Entre los dedos de las patas de los gatos se encuentran unas glándulas que se activan cuando el animal saca las uñas; la secreción de estas glándulas junto con el sudor del animal impregnan la superficie arañada. Esta mezcla de olores junto con la marca visual que durará bastante tiempo es una de las formas de marcaje de territorio por parte del gato; además, les gusta repetirlas con regularidad en el mismo sitio, para que las marcas sean muy visibles. Con esta acción también aprovechan para afilarse las uñas: al arañar se desprenden las capas córneas más viejas.
Este tipo de comportamientos supone, para la mayoría de los gatos, parte de la rutina al despertarse; por ello, deberíamos de colocar su “árbol para arañar” cerca del lugar donde el gato acostumbra para dormir.
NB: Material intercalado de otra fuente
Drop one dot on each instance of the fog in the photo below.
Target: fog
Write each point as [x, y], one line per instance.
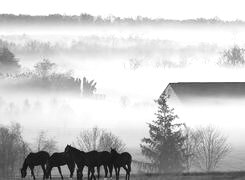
[132, 66]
A veces, los gatos no se conforman con estos arañadores o árboles para trepar, y siguen arañando otros objetos para marcarlos. Es útil, en estos casos, emplear un spray de feromonas (se venden en tiendas de animales); estas sustancias son similares a las que segregan los gatos cuando se frotan con un congénere o contra un objeto: debido a que los gatos siempre suelen marcar un lugar del mismo modo, dejará de afilarse las uñas en el mueble.